NATUCATE: Um angehenden Freiwilligenhelfern eine genaue Vorstellung davon zu vermitteln, was sie vor Ort erwartet, legen wir großen Wert auf eine umfassende Vorbereitung. Das heißt in erster Linie: Gespräche, Gespräche, Gespräche. Für diese nehmen wir uns stets ausreichend Zeit, um alle Projektdetails zu besprechen, offene Fragen zu klären und falsche Erwartungshaltungen aus dem Weg zu räumen. So etwa betonen wir in jedem Gespräch, dass der neuen Kultur offen und unvoreingenommen begegnet werden sollte, dass der Lebensstandard vor Ort ein anderer als der gewohnte ist, dass die Unterstützung des Projekts und nicht der eigene Erlebnisdurst im Vordergrund steht – und dass ein vergleichsweise kurzer Projekteinsatz nicht sofort große Veränderungen erzielen kann. Um alles schwarz auf weiß zu haben, lassen wir unseren Volontären auch schriftlich umfangreiches Informationsmaterial zukommen.
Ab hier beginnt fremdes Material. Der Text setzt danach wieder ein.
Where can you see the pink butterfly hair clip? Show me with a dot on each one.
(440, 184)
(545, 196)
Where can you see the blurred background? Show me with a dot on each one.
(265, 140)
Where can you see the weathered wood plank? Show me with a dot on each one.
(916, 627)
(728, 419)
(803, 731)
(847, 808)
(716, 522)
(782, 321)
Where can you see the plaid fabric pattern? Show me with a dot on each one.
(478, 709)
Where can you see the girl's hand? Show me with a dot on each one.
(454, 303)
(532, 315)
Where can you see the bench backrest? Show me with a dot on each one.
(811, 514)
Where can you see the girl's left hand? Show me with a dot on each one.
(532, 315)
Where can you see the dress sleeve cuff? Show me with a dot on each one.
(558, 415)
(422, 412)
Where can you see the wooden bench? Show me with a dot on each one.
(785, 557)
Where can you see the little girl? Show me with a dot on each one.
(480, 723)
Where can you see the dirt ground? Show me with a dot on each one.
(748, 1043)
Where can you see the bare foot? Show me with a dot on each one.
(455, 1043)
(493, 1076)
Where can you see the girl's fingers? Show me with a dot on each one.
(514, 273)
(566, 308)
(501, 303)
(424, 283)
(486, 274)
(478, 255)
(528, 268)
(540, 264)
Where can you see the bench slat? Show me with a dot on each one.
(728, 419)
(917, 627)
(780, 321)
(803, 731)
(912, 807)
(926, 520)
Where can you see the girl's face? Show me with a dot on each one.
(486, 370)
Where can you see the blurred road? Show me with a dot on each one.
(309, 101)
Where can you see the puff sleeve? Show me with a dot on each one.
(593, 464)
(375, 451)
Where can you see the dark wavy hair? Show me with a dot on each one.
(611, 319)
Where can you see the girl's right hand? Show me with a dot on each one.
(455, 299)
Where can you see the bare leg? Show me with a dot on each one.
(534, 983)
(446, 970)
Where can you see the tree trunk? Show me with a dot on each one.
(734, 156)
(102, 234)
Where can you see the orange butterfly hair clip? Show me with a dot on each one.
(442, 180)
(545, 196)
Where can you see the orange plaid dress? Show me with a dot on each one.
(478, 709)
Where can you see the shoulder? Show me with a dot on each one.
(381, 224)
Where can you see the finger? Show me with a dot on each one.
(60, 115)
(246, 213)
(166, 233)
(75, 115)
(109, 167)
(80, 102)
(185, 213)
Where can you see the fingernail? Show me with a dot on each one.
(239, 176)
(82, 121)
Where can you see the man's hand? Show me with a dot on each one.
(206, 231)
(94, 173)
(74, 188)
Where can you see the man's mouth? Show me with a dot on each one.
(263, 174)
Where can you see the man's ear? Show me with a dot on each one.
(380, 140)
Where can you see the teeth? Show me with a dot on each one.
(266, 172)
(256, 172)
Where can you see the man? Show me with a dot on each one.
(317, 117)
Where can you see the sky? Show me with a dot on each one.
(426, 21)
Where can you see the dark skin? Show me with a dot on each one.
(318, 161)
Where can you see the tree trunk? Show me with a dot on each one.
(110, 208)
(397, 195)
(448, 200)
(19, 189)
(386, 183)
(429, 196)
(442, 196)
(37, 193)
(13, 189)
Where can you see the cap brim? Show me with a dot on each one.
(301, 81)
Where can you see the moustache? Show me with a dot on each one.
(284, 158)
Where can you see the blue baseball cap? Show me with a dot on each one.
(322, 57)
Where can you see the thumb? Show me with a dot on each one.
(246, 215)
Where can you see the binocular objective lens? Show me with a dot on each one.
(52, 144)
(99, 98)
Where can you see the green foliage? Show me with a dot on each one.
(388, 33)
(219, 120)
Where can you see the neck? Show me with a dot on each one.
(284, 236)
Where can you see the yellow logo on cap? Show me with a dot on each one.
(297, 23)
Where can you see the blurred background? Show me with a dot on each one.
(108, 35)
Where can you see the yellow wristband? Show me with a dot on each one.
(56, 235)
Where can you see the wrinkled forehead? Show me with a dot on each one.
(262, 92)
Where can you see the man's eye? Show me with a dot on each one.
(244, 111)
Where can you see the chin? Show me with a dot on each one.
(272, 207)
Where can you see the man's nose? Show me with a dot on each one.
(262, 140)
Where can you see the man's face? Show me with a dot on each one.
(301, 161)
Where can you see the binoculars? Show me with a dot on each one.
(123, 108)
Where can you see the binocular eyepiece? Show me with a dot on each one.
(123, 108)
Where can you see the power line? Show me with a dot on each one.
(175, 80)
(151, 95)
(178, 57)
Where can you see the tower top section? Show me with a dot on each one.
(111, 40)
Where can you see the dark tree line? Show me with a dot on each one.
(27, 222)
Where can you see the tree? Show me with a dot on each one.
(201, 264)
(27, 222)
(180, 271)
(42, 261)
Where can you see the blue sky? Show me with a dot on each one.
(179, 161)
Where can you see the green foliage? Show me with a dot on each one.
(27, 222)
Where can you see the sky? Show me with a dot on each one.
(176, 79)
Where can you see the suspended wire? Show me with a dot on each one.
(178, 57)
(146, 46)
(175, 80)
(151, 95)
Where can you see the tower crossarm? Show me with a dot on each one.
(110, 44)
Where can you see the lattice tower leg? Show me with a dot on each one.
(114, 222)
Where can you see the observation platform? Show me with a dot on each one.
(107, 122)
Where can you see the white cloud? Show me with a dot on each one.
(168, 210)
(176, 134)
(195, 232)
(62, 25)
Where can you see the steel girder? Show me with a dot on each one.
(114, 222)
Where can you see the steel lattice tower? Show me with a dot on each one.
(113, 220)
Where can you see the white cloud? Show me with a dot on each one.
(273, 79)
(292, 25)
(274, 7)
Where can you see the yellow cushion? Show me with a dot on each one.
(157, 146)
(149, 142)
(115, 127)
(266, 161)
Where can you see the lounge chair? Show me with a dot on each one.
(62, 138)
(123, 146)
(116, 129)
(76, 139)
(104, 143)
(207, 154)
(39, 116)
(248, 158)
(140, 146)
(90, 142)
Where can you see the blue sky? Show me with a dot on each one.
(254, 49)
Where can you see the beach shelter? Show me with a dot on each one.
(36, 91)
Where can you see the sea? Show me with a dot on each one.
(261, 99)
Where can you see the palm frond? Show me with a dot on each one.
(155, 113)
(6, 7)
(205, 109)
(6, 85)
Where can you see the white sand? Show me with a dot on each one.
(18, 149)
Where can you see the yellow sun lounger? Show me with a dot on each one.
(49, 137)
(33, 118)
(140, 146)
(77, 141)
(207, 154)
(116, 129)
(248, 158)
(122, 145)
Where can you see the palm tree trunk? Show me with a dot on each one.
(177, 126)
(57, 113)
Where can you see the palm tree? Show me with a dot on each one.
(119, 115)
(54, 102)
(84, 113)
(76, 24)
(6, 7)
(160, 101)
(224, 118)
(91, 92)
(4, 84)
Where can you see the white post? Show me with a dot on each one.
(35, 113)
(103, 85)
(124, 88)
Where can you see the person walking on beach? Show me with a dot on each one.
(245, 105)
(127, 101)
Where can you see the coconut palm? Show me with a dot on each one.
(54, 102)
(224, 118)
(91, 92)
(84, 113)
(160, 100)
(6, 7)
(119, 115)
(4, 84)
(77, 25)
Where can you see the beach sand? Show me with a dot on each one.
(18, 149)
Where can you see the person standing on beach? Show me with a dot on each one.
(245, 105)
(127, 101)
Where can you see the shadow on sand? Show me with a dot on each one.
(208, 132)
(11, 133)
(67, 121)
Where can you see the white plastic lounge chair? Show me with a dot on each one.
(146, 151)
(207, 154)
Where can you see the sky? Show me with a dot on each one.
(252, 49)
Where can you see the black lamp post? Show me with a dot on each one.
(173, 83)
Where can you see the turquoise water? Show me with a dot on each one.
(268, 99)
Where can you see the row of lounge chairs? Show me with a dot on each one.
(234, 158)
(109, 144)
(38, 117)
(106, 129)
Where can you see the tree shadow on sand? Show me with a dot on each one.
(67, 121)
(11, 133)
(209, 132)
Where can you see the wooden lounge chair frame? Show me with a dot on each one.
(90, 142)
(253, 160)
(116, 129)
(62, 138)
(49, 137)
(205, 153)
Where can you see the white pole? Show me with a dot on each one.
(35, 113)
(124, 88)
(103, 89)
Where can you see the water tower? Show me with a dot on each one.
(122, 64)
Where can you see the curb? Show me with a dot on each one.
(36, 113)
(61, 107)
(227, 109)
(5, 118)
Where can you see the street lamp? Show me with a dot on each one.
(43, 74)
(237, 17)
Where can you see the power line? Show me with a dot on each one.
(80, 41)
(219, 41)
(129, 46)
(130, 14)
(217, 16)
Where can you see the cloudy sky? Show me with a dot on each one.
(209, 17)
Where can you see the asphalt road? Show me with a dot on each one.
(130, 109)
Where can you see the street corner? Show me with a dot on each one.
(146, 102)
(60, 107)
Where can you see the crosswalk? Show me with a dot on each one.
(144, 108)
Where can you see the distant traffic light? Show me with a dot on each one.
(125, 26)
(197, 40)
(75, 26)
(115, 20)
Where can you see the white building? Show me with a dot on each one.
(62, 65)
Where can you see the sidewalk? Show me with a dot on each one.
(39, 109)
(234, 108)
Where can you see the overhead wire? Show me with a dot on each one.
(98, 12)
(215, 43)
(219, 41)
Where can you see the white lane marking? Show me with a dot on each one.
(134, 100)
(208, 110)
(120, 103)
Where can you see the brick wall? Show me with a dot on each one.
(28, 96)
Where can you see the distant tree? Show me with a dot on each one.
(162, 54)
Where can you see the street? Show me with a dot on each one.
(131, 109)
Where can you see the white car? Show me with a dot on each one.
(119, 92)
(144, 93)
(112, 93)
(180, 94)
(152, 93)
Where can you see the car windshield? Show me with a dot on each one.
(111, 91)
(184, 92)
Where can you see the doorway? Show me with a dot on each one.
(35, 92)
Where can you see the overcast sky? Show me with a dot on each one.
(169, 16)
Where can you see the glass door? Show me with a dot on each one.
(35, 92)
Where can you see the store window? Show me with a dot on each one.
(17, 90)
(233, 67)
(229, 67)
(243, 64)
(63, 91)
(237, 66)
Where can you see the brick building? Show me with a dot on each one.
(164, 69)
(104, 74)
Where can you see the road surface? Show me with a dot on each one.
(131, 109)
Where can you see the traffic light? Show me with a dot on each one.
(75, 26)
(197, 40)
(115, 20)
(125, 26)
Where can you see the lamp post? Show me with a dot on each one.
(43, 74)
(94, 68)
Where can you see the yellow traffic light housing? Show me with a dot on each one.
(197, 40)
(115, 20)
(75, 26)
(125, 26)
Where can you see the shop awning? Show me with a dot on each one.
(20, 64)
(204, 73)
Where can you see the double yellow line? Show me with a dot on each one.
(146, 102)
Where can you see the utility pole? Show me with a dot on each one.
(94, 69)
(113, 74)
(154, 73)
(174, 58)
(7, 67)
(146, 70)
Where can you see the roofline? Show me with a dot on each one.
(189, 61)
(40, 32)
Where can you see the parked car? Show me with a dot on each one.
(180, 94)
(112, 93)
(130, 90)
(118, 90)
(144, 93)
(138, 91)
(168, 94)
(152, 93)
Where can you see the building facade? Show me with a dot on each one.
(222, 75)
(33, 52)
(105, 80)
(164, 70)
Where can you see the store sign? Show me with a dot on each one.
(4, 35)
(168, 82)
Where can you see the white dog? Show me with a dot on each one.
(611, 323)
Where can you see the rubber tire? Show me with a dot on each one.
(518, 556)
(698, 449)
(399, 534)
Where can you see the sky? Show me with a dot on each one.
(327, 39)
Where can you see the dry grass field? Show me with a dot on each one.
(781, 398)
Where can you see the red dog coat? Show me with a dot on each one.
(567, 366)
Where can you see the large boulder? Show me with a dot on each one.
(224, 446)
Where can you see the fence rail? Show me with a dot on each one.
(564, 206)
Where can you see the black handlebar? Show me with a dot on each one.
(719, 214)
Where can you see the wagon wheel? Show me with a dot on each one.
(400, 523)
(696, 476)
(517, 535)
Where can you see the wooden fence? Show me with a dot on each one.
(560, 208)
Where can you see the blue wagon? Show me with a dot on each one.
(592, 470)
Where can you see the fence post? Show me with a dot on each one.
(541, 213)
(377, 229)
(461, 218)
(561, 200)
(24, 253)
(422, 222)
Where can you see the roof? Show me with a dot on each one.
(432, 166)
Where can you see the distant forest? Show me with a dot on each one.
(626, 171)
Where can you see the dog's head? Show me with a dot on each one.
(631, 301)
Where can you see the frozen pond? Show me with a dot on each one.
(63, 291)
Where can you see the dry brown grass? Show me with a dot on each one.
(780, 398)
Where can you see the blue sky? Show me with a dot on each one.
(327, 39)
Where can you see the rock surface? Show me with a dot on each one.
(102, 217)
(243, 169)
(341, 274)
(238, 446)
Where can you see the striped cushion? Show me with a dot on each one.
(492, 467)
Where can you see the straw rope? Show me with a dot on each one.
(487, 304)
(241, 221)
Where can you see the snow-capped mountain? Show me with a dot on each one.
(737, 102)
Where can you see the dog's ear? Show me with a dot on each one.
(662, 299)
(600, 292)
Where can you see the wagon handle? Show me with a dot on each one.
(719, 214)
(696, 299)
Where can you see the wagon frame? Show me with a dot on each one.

RGV: Die Informationen zu den Projekten erhalten wir direkt von den Einsatzstellen in den Zielländern: Sie beantworten uns in einem Formular alle wichtigen Fragen rund um das Projekt. Uns ist wichtig, dass wir mit den Projektbeschreibungen die Einsatzstelle, den Alltag und die Aufgaben der Volunteers genau aufzeigen. Aufgrund dieser Informationen entscheidet schließlich der Teilnehmer, ob dieses Projekt das richtige für ihn ist. Wir achten darauf, dass Reisen und Freizeit nicht mit der Projektbeschreibung vermengt werden. Sonst könnte der Eindruck entstehen, dass der Schwerpunkt eher auf Reisen und Urlaub liegt. Das ist in unseren Projekten nicht der Fall. Bei uns liegt der Schwerpunkt immer auf der Arbeit im Projekt.